Let’s focus on the second part , charging points. The growth in charging points represents an especially relevant topic for first-time EV buyers. How they perceive the improvements in infrastructure, can influence daily driving choices. We all know that most people charge at home, but seeing the numbers can really drive the point forward.
It will come as no surprise that China is leading the way in both BEVs and also publicly available charge-points. In the IEA chart above, you can see that between 2018 and 2019, China’s share of battery powered cars almost overtook most of the world combined.
The 2020s will likely see China take the final step in surpassing all new and old purchases, with over 4 million total.
Private charging is far more common than public, due to cost and accessibility, something the IEA admits. That drives quicker deployment, and now means 10 times more private than public chargers. Still, there was a 60% increase in public chargers since 2018.

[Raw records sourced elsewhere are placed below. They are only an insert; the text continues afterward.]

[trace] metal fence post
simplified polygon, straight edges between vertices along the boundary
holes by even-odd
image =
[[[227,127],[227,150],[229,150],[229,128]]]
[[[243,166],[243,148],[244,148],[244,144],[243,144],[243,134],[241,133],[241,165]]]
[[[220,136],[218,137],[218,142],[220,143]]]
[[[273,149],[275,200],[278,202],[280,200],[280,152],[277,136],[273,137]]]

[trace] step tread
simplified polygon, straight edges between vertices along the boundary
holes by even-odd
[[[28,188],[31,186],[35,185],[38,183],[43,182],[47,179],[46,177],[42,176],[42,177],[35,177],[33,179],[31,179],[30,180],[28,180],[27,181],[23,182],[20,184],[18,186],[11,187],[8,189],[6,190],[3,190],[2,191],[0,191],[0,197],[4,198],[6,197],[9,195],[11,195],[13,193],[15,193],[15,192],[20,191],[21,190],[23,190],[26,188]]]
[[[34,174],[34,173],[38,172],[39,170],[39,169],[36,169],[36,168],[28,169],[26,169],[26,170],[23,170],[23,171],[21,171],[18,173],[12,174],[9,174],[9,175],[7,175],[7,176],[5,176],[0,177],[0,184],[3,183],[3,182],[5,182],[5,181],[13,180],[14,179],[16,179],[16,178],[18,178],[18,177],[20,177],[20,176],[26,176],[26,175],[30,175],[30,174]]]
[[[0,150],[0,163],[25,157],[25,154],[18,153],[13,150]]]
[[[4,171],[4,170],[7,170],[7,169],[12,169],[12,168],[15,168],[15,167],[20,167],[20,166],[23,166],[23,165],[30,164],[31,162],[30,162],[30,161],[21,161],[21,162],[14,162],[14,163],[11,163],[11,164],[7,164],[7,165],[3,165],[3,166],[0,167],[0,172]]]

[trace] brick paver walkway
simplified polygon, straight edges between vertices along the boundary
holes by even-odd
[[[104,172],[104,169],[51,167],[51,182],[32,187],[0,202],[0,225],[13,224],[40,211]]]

In 2019, there were about 7.3 million chargers worldwide, of which about 6.5 million were private, light-duty vehicle slow chargers in homes, multi-dwelling buildings and workplaces. Convenience, cost-effectiveness and a variety of support policies (such as preferential rates, equipment purchase incentives, and rebates) are the main drivers for the prevalence of private charging
Compared the number of chargers with the number of electric cars total. In 2019, 2.1 milllion new electric cars were sold. Now, they total 7.2 million electric cars and growing.
There are 100,000 less cars than chargers. With that we are on the right path to an increased headroom, which is needed to alleviate range anxiety and plug paranoia.
I highly recommend digging deeper into the IEA report, there is a lot to be gleaned from the charts alone. As most countries look to improve their EV situation, especially as a response to Covid, these outlook papers can make you hopeful for the way things are heading.